What you need to prepare for the year 2020.
IoT could have as great an impact on transportation as the invention of shipping containers and the advent of overnight delivery services by DHL, UPS, and FEDEX.
Seismic shifts in technology like this drives some businesses out of business and creates opportunities for existing or new ones. Amazon.com for example could not have grown into such a global phenomenom without Fedex. And when the first two international airlines, PanAm and TWA, could not adapt to deregulation and the resulting drop in air fares, they went bankrupt.
Market forces like these force transportation companies to continually look for new ways to lower costs in order to stay competitive. Inefficient operators are taken over by their competitors. Globalization exposes carriers and fleet operators to competition from low cost rivals in other countries.
Now with profit margins driven almost as low as they can go, the companies that survive today will be those that use IoT and big data to optimize operations.

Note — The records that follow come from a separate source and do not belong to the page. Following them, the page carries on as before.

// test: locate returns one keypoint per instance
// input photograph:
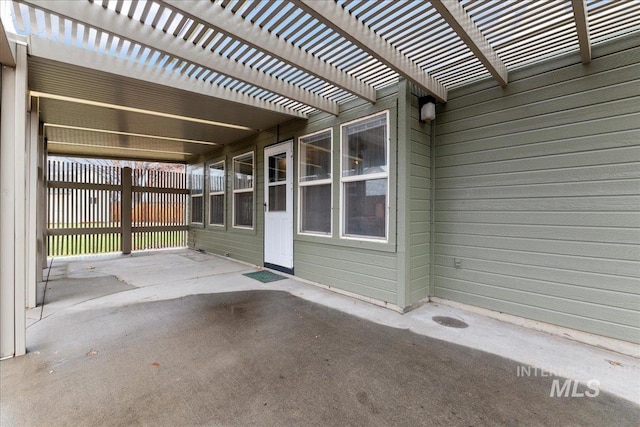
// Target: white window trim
(312, 183)
(243, 190)
(193, 196)
(365, 177)
(218, 193)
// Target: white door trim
(278, 224)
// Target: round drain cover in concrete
(449, 321)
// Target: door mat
(264, 276)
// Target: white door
(278, 206)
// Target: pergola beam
(460, 22)
(145, 35)
(335, 17)
(7, 50)
(224, 21)
(582, 27)
(47, 49)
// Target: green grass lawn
(111, 242)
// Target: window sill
(355, 243)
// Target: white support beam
(455, 15)
(33, 127)
(582, 27)
(334, 16)
(7, 50)
(224, 21)
(47, 49)
(121, 25)
(13, 181)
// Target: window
(314, 155)
(365, 177)
(216, 193)
(243, 191)
(196, 185)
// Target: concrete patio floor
(183, 338)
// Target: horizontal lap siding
(345, 264)
(364, 272)
(419, 204)
(538, 193)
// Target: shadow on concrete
(269, 358)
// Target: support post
(41, 206)
(13, 192)
(32, 198)
(125, 214)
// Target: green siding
(419, 204)
(362, 267)
(538, 191)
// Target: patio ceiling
(168, 80)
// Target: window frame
(366, 177)
(244, 190)
(302, 185)
(192, 196)
(222, 193)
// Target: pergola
(167, 80)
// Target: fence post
(126, 208)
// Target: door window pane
(277, 198)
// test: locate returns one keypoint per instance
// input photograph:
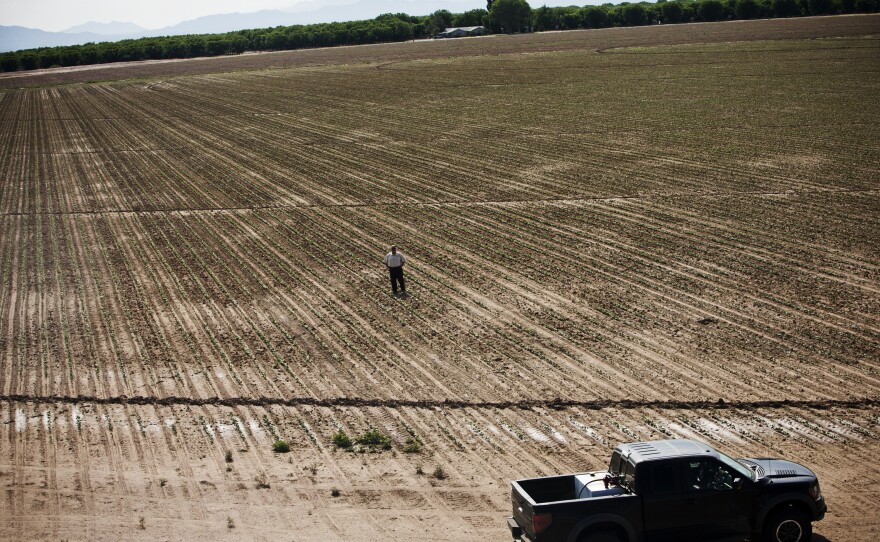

Let’s take a look at what specific items transportation companies can quantify in order to run as lean a business as possible. We focus on truck fleet operations, but these ideas apply equally to passenger and cargo airlines, taxis, buses, ocean shipping, and local delivery vans.
Trucks are the perfect IoT business use case. Because there is the need to monitor vehicles on the road from a central location. The tools to do that are the IoT cloud, big data databases, analytics, the ERP system, onboard sensors, and wireless communications.
There are many metrics to measure on a moving truck. Intel says that the average heavy truck generates 10MB per kilometer of data.
IoT serves several goals. First is the need to do preventive maintenance to keep vehicles in service. There is also the need to change the delivery route in real time in order to meet shifting customer requirements, road conditions, etc. Plus there is the goal of operating the vehicles safely, adhere to environmental emissions regulations, and conserve fuel.
Manufacturers already ship many of their machines and devices with IoT onboard. Rolls Royce and other engine manufacturers monitor engines for their customers. Goodyear and other tire makers put RFID chips in their tires.
As for the fleet operators themselves, they can locate GPS, heat, humidity, vibration, and other sensors on brakes, engines, refrigerated trailers, lights, etc. Data gathered there is uploaded to the IoT cloud using a cellular connection.
How does the fleet operator use this data?
The biggest change in fleet operations is the advent of big data and analytics software in the cloud. This lets trucking companies process streaming and unstructured data and run algorithms across that. The output of this analysis creates work orders in the ERP system, sends the driver notifications, and lets dispatchers and managers capture what is happening in real time on dashboards.
What does that mean?
Consider the situation 10 years ago. Trucking companies might have used satellites to upload data or downloaded metrics manually from their vehicles when they returned to the trucking hub. The data was loaded into data warehouses so that BI (business intelligence) could be run over that. All of that was inefficient because it took lots of time to convert data to the data warehouse format.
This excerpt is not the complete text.